“Hinei Lakachti Et HaLviim MiToch Bnei Yisrael,” “I have taken the Leviim from among Bnei Yisrael” (BeMidbar 3:12).
When the Leviim are selected, the Torah uses the language of MiToch, from among the Children of Israel. There are other similar verses, such as “Take the Leviim from among Bnei Israel and purify them” (8:6) and “They are given over… to Me from among the Children of Israel” (8:16). Rav Yosef Chaim Sonnenfeld explains that the Torah is teaching us that the Leviim are not a separate Jewish society, but rather full-fledged and embedded members of the Jewish community.

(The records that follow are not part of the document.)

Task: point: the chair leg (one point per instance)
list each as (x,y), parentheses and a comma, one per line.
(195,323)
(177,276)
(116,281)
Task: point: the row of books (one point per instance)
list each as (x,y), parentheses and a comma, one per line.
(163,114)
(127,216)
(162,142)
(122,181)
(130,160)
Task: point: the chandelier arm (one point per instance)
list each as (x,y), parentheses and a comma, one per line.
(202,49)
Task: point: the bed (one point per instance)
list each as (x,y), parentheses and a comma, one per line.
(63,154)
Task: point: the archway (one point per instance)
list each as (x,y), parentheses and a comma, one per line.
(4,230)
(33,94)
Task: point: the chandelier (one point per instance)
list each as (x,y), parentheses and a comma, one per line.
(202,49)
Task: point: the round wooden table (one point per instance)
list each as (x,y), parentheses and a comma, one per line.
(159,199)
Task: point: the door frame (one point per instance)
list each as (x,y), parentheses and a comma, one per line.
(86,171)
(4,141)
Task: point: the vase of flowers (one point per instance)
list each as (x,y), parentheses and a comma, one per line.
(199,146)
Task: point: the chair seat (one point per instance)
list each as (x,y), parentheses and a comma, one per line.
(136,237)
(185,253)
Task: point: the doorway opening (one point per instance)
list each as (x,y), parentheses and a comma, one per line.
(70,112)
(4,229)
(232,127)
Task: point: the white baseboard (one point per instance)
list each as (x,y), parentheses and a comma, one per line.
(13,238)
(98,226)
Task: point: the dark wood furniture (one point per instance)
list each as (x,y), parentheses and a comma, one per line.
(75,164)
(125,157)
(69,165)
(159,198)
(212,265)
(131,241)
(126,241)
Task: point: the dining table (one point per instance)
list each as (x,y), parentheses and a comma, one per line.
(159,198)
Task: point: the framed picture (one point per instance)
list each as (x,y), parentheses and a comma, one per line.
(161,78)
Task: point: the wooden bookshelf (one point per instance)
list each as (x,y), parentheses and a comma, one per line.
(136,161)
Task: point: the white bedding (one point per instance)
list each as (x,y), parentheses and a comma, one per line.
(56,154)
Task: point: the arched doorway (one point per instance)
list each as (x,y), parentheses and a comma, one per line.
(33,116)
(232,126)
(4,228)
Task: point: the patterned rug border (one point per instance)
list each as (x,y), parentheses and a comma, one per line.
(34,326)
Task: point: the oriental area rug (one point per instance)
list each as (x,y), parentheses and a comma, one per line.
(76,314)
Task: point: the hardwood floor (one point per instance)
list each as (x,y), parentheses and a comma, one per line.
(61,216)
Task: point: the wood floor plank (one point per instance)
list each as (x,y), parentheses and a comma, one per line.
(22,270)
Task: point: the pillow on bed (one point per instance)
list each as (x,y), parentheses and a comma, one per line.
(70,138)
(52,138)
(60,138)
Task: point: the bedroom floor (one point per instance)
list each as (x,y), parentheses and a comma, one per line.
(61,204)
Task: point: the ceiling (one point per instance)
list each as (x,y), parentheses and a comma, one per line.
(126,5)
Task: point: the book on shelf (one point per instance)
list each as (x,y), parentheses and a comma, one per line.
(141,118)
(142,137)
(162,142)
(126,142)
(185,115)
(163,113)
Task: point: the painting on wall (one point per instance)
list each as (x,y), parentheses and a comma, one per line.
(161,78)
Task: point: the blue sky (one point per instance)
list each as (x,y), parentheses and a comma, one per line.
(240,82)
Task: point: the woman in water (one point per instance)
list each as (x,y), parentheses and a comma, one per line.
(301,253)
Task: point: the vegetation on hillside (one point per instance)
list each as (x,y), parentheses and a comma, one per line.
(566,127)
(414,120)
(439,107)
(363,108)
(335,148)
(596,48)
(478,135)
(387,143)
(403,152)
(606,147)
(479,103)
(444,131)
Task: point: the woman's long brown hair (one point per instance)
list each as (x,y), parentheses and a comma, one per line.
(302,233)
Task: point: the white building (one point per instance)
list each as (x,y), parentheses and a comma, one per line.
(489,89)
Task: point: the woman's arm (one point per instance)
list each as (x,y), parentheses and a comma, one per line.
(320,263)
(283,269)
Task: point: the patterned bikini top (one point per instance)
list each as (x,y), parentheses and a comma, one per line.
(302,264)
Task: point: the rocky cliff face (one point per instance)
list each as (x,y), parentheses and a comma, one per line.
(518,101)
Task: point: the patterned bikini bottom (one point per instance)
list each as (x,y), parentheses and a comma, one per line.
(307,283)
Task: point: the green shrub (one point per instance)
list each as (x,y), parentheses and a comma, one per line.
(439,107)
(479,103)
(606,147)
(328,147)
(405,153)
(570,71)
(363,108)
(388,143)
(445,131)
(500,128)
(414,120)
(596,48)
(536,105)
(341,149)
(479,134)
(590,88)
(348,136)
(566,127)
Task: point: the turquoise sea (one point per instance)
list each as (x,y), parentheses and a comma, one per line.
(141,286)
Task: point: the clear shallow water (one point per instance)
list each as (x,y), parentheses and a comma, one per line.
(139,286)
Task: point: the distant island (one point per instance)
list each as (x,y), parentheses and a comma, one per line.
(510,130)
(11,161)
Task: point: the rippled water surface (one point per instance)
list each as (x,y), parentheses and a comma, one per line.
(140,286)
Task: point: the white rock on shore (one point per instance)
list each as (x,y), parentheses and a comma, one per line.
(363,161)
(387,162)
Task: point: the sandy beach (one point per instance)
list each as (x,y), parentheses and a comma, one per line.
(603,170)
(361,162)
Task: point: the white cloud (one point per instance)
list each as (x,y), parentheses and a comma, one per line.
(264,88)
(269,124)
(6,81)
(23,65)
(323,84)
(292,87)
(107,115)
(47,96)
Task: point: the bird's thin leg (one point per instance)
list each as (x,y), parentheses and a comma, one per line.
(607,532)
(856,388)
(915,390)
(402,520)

Rav Yosef Chaim goes on to explain that there is an allusion to this integration in the very word לויים. The letters of Yisrael are י' ש' ר' א' ל', or, writing out the names of these letters in full, יוד שין ריש אלף למד. The middle letters of these words are “ו י י ל מ,” the very letters that make up the word לויים. This alludes to the fact that the Levites truly come “from the middle (midst) of Israel!”
Yaakov Avinu blessed Levi and his descendents that they should be the teachers of Klal Yisrael. The successful teacher is not a simple disseminator of knowledge. Whether the subject is Torah or Chochmah, the successful teacher is embedded within the community. A successful Yeshiva high school teacher can have a far-reaching impact, often extending long after graduation. I taught at two universities before coming to TABC. With a few exceptions, the relationship between a professor and his students is for the most part proper and does not extend much beyond the university. In the Yeshiva world, I find the connection often continues long after graduation. Indeed, Rabbi Jachter and I are trying to find a way to attend the upcoming weddings of two alumni who are getting married on the same date. It is this closeness which sets the Yeshiva teacher apart from those who teach in other institutions and helps make the profession so rewarding.